The panoramic glass roof makes the cabin airy, while the driver-focused design has a suitably cockpit feel, so you sense you’re on a daring mission without the claustrophobia. The driving position was probably designed by a chiropractor; it’s perfect. The floating central console and seven-inch touchscreen is ergonomic and fairly intuitive, though some of the features take a while to discover.
Approaching Shropshire, I cue up Bowie’s The Next Day. McLaren have collaborated with Bowers & Wilkins to produce a 12-speaker surround audio system that boasts two carbon-fibre subwoofers, Kevlar drive units and aluminium tweeters. Like the GT, it subscribes to high-volume low-weight.
Ironbridge sits in a wooded valley through which the River Severn runs, and its namesake Iron Bridge is the region’s landmark. It was built by Abraham Derby’s grandson, Abraham Derby III, in 1779. I check into the White Hart Inn, and then shoot up to Blists Hill, where a mock Victorian town sits on the site of early blast furnaces, iron and fire clay mines. It’s the scene of a huge annual fireworks display, where people like to dress up in 18th Century costumes.
It’s an incongruous location for my alien wheels. I feel a bit like Marty McFly in Back To The Future, when he crashes his DeLorean into a barn and onlookers from the past think he must have sprung from the pages of science fiction.
The 570GT is perfectly capable of creating its own fireworks. The top speed is 204mph. Sixty arrives in 3.3 seconds – two-tenths down on the skimpier 570S, but still blistering – and hits 100mph in a phenomenal 6.6.
It sprints, steers, grips and brakes with immense confidence and connection. It’s forceful but not intimidating. It doesn’t dance and talk to you to quite the same extent as the Ferrari 488, and the engine chorus isn’t as magical as those from Maranello, but it’s 9.5 out of ten.

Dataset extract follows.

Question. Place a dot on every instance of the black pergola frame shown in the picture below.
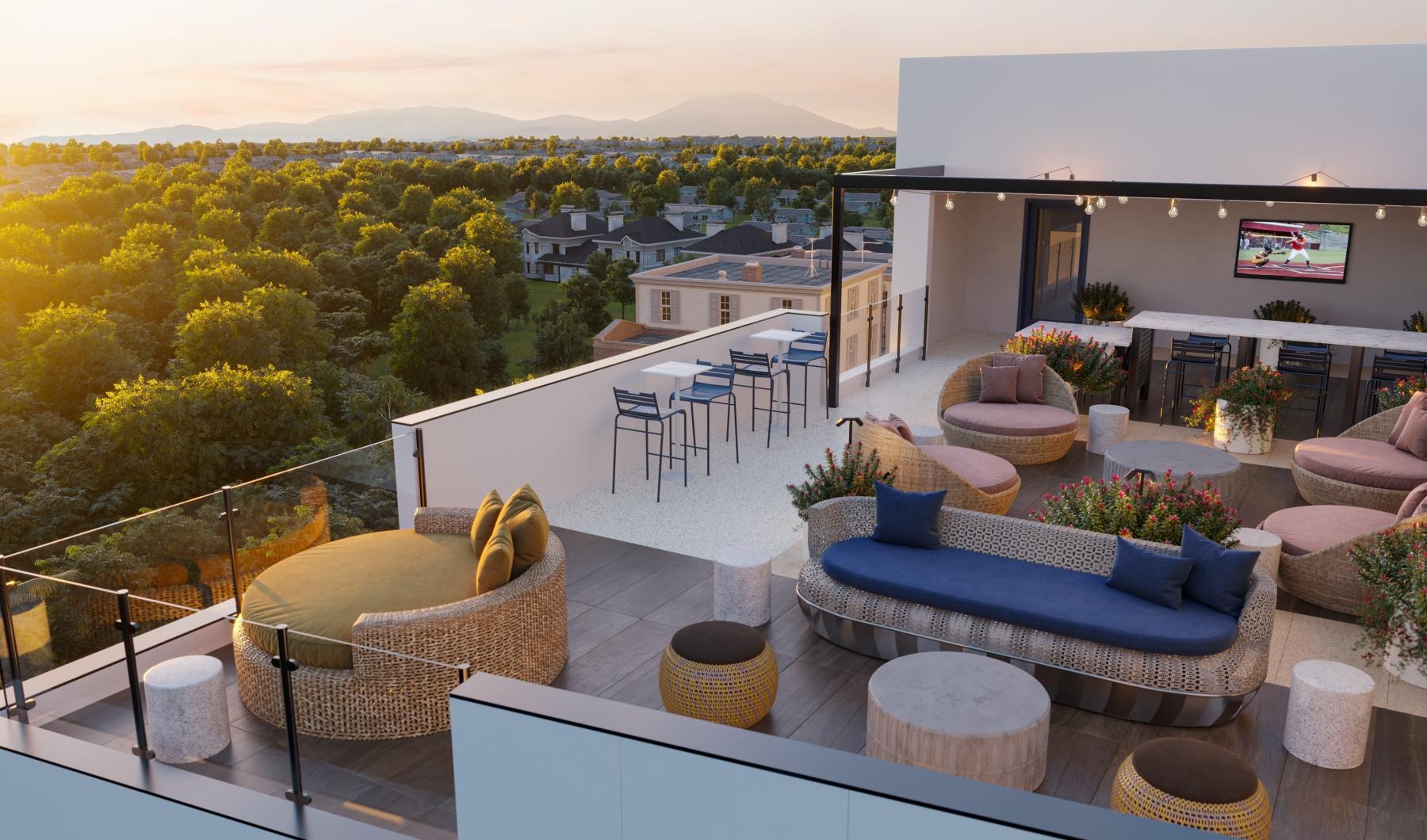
(934, 180)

McLaren Automotive are getting into their design groove. Yes, the racing marque had already produced the stunning F1 and Mercedes-badged SLR, but the first car to come off the sub-brand’s production line was the MP4-12C, which was lovely and everything but a bit generic-looking and forgettable. Now design tsar Frank Stephenson, who drew the new Mini before joining McLaren in 2008, is really starting to swagger. The 570 is truly distinctive, and the forthcoming 720S, which was unveiled at this month’s Geneva Motor Show, takes that identity a step further still.
McLaren is building cars that make British industry proud and, most importantly, a craft deserving of all the Ziggy Stardusts that Bowie left behind.